Agents need to know what a tool does to the world before calling it. Descriptions should go beyond structured annotations to explain consequences.

Conciseness5/5

Is the description appropriately sized, front-loaded, and free of redundancy?

The description is a single, efficient sentence that directly states the tool's purpose without unnecessary words. It's appropriately sized and front-loaded, making it easy to grasp quickly.

Shorter descriptions cost fewer tokens and are easier for agents to parse. Every sentence should earn its place.

Completeness2/5

Given the tool's complexity, does the description cover enough for an agent to succeed on first attempt?

Given the lack of annotations and output schema, the description is incomplete. It doesn't cover behavioral aspects like what happens after pulling (e.g., where the model is stored, success/failure indicators) or usage context, which is insufficient for a tool that likely involves network operations or data handling.

Complex tools with many parameters or behaviors need more documentation. Simple tools need less. This dimension scales expectations accordingly.

Parameters3/5

Does the description clarify parameter syntax, constraints, interactions, or defaults beyond what the schema provides?

The input schema has 100% description coverage, with the 'name' parameter documented as 'Name of the model to pull'. The description adds no additional meaning beyond this, so it meets the baseline score of 3 for high schema coverage without extra param info.

Input schemas describe structure but not intent. Descriptions should explain non-obvious parameter relationships and valid value ranges.

Purpose4/5

Does the description clearly state what the tool does and how it differs from similar tools?

The description clearly states the action ('pull') and resource ('a model from a registry'), making the purpose understandable. However, it doesn't differentiate this tool from its siblings like 'push', 'list', or 'rm', which likely operate on similar resources, so it doesn't reach the highest score.

Agents choose between tools based on descriptions.

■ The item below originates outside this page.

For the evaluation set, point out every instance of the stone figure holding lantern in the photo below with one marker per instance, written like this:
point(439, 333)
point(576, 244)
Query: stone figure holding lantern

A clear purpose with a specific verb and resource helps agents select the right tool.

Usage Guidelines2/5

Does the description explain when to use this tool, when not to, or what alternatives exist?

The description provides no guidance on when to use this tool versus alternatives. It doesn't mention prerequisites, context for pulling models, or when to choose other tools like 'push' or 'list', leaving usage ambiguous.

Agents often have multiple tools that could apply. Explicit usage guidance like "use X instead of Y when Z" prevents misuse.